The juvenile division has discretion to transfer the matter to the family law division if the matter is more appropriate for the family law division.
During a dependency or guardianship proceeding in the juvenile division, the court may suspend, modify, or terminate a child support order for current support if there has been a change in legal or physical custody.
Except in Title IV-D cases, the juvenile division may make appropriate orders concerning past due support or arrears; and it may direct that a wage assignment be quashed or modified.
2. A petition filed by a non-parent pursuant to A.R.S. § 25-415 has been added as a basis for a pre-judgment temporary order under Rule 47 (temporary orders.)
3. Amendments to Rule 67(B)(1)(a) require that any binding agreement that is reached by the parties during a private mediation must comply with Rule 69 (see below); and that the agreement must contain certain acknowledgements by the parties (i.e., that the agreement was voluntarily entered into after full disclosure, an intent that the agreement be binding, that it is fair and equitable, and, where minor children common to the parties are involved, that it is in the best interests of the children.)
4. Amendments to Rule 67(B)(1)(b) provide that the parties may request the appointment of an active judge pro tempore to conduct a private mediation in their case, supported by an affidavit of a judge pro tempore stating that he or she is a judge pro tempore in good standing; and the court may then appoint the judge pro tempore to conduct a private mediation.
The appointed judge pro tempore may be authorized to conduct a private mediation, to approve binding agreements made by the parties in conformance with Rule 69, to make any findings necessary to approve the agreements of the parties pursuant to A.R.S. § 25-317, to make the jurisdictional findings pursuant to A.R.S. § 25-312 or A.R.S. § 25-313, and to sign any decree of dissolution presented that conforms to the agreements reached by the parties.
[See further Reeder v Johnson, 224 Ariz. 85, 227 P.3d 492 (Div. One, 2010): The parties cannot stipulate to assign a judge pro tem to their case; that authority must come from the court that has jurisdiction over the matter.]
The judge pro tempore may be compensated for his services as a private mediator, but may not seek compensation for approving agreements or for signing a decree of dissolution.

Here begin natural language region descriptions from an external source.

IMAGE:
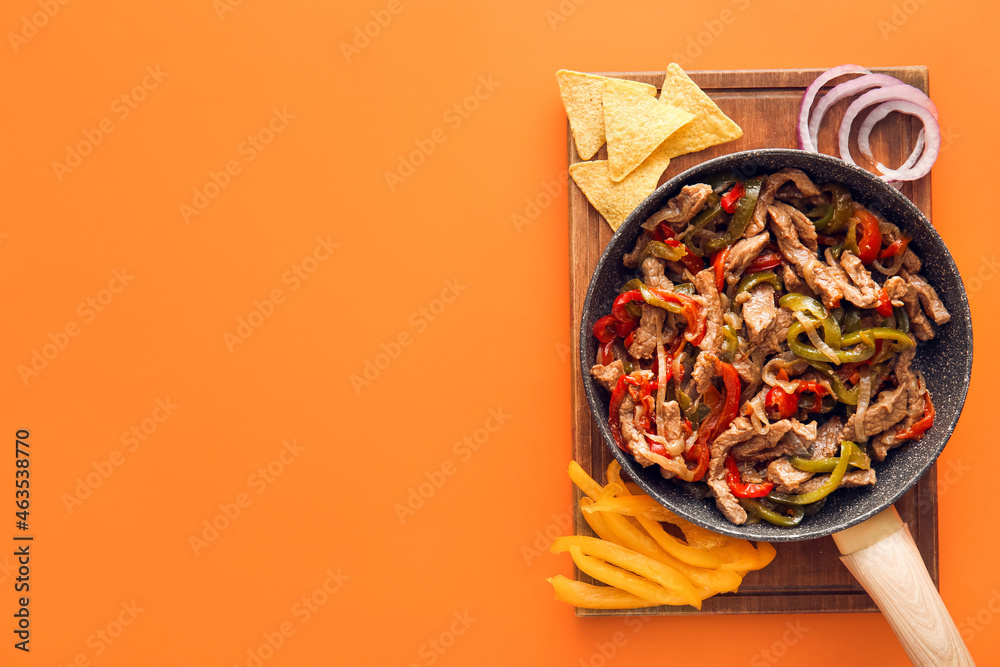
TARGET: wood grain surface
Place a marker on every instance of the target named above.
(806, 576)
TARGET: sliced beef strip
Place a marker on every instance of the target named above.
(704, 371)
(928, 297)
(759, 311)
(681, 208)
(902, 292)
(608, 375)
(771, 184)
(652, 273)
(886, 410)
(631, 259)
(739, 430)
(803, 225)
(742, 253)
(817, 275)
(704, 282)
(644, 344)
(851, 478)
(778, 441)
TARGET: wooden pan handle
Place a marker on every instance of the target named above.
(883, 557)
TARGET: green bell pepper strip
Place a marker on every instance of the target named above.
(800, 302)
(836, 477)
(731, 344)
(858, 460)
(663, 251)
(858, 353)
(821, 216)
(758, 510)
(843, 207)
(741, 218)
(754, 279)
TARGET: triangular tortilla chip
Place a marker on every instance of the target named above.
(635, 124)
(581, 95)
(615, 200)
(710, 126)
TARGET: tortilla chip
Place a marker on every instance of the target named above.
(581, 95)
(710, 126)
(615, 200)
(635, 124)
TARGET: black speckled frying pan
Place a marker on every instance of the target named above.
(858, 518)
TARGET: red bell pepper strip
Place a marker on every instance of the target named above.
(719, 263)
(884, 307)
(740, 489)
(897, 247)
(767, 259)
(730, 198)
(614, 420)
(785, 403)
(871, 238)
(717, 421)
(918, 429)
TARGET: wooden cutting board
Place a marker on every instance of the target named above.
(806, 576)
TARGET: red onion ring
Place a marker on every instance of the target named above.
(805, 139)
(845, 90)
(932, 136)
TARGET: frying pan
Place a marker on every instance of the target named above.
(869, 533)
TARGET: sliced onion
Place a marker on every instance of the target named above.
(842, 91)
(758, 418)
(864, 396)
(932, 135)
(820, 344)
(805, 140)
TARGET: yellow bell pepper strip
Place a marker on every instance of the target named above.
(741, 218)
(846, 449)
(588, 596)
(675, 585)
(793, 517)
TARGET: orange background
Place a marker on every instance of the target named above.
(401, 581)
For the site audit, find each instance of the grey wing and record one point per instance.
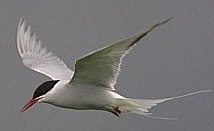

Impact: Any decree of dissolution signed by a judge pro tempore pursuant to the authority conferred by the court shall have the same force and effect as a decree of dissolution signed by a judge or commissioner of the court. The signed decree must be immediately delivered to the judge appointing the judge pro tempore for filing and entry into the minutes of the court.
5. Amendments to Rule 69:
- Set out the requirements for a binding agreement between the parties;
- Provide that an agreement entered pursuant to the requirements of the rule is presumed valid and binding;
- Require that the party challenging the validity of the agreement has the burden of proving any defect.
Impact: The court may award a party the cost and expenses of maintaining or defending a proceeding to challenge the validity of an agreement made in accordance with this rule.
6. An amendment to Rule 74 precludes an attorney from attending parenting coordinator meetings unless agreed to by the parties and the coordinator, or unless ordered by the court.
7. New rule 78(E) clarifies that offers of judgment, as provided by Rule 68 of the civil rules, do not apply in matters governed by the family law rules of procedure.